"Prop" business models vary somewhat. In the old days, a "prop" firm was primarily focused on hiring employees to engage in trading practices for the firm, do what the firm said, receive a basic compensation and perhaps a percentage of the profits generated. With the advances in technology and program trading, most of these firms replaced the "traders" with computers.
On the exchange trading floors (historically) another business model took place (one which we at Bright Trading engage in), wherein an independent trader would buy a membership on the exchange (seat), place some money with a Clearing firm (who acted to clear trades and be the "bank"), and then the trader would essentially use the Clearing firm's money to trade with (most often more than a $million, often much more), and the trader would keep the profits from their own trading, and, of course, be responsible for any losses incurred. The Clearing firm would charge for this use of capital and services in the form of commissions and possible interest or risk fees.

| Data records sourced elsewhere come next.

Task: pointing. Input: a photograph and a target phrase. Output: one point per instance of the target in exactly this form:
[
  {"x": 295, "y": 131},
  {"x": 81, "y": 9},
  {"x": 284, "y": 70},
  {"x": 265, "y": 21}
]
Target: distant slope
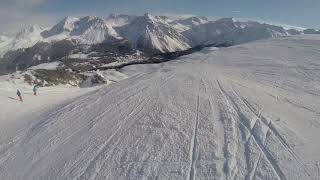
[{"x": 245, "y": 112}]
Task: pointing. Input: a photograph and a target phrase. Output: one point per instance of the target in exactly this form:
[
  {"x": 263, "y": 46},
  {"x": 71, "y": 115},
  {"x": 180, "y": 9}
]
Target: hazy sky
[{"x": 17, "y": 14}]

My brother and I bought memberships, placed money with SLK (now Goldmas Sachs), and pursued our trading careers. We were very fortunate and did quite well. We were able to negotiate with Clearing firm for lower fees by adding more traders, thus increasing the overall trading volume...making for "economies of scale". We formed BT in 1992 with 2 people, and by the mid to late nineties had hundreds of traders who essentially used our capital to trade, kept all their profits, and benefited from the same economies of scale. Since we had the "big" money put up with Goldman, we were (are) responsible for all the trading money and any possible losses.

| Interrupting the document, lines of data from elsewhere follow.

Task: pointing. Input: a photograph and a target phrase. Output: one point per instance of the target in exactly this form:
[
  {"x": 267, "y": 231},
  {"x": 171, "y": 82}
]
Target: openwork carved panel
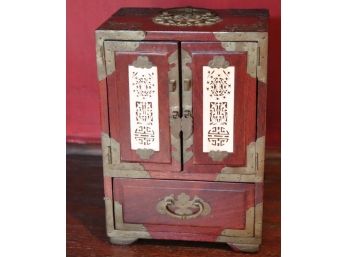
[
  {"x": 187, "y": 17},
  {"x": 218, "y": 106},
  {"x": 143, "y": 101}
]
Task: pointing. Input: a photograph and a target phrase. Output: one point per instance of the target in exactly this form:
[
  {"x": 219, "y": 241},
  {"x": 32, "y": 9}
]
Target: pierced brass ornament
[
  {"x": 181, "y": 207},
  {"x": 187, "y": 17}
]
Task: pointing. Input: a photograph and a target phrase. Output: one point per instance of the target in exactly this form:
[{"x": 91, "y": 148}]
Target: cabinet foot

Now, our traders don't have to buy expensive memberships, and can enjoy the same benefits as exchange members, keep all their profits and use $millions of our money to trade with (with, obviously, some risk control).
There are only a handful of broker dealer exchange member firms who engage in this practice these days. There are many "Introducing broker" type firms with little or no capital to protect the traders, and there a a few "sub-llc" type firms who are not broker dealers, thus offer little or no protection to their traders (be careful, as always, do the due diligence, check balance sheets, etc., as you would with any business partner).
This model allows our traders to engage in trading strategies that actually work well, much like the strategies used by Lehman, Goldman, etc. (Pairs trading, market making, Mergers, and other simple, lower risk, higher reward, but capital intensive techniques).